Beaucoup d’autres société propose des extraits de bourgeons ou encore de Méristème, comme par exemple la gamme de Cryobourgeons de la société Greentech, qui nous dit que les substances de croissance contenues dans les bourgeons leur confèrent des propriétés régénérantes. Ces substances agissent à très faibles concentrations sur la croissance et la différentiation cellulaire. Les deux substances majoritairement présentes dans les bourgeons sont les auxines et des cytokines. L’auxine naturelle est l’acide beta-indolylacétique ou AIA synthétisée à partir du tryptophane. Les cytokines naturelles ont pour squelette élémentaire une base purique adénine que l’on retrouve dans la molécule d’ADN. La société Provital quant à elle propose des extraits de clou de girofle ou de pin. PRODHYGEM® O2de la société Prodhyg propose quant à elle un extrait de bourgeons de cassis. Phenbiox propose un extrait de sève de vigne qui contient un mélange complexe de substances nutritionnelles telles que des sels minéraux, des acides aminés, des saccharides naturels, des polyphénols, des acides organiques et des auxines. C’est un nutriment cellulaire idéal qui réveille les bourgeons endormis. Afin de transférer efficacement la sève de vigne sans en altérer les propriétés, cette spécialité est présente dans des systèmes liposomaux.

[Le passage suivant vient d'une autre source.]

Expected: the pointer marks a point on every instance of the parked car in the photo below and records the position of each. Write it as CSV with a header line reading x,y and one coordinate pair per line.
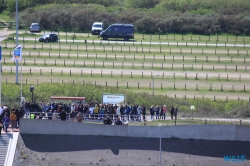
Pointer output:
x,y
97,28
52,37
34,27
125,31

Ce concept a tendance à se confondre avec celui de la PSCT, pour Plant Stem cells technology, dont on vous rappelle quelques fondements. Mais comme c’est souvent le cas, ce concept réapparaitra peut-être un jour sous un autre angle. Ce que l’on voit ou entend concernant les tissus végétaux en croissance et « l’urban farming » va dans ce sens. A suivre donc!
Merci de vous être intéressé à cette question.
Jean Claude LE JOLIFF
Merci pour cet article éclairé ! Vos cours me manqueront toujours ! Pour compléter votre proposition, Jan Dekker offre également plusieurs MP innovantes et COSMOS dans cette catégorie d’actifs avec les GemmoCalm et GemmoDrain.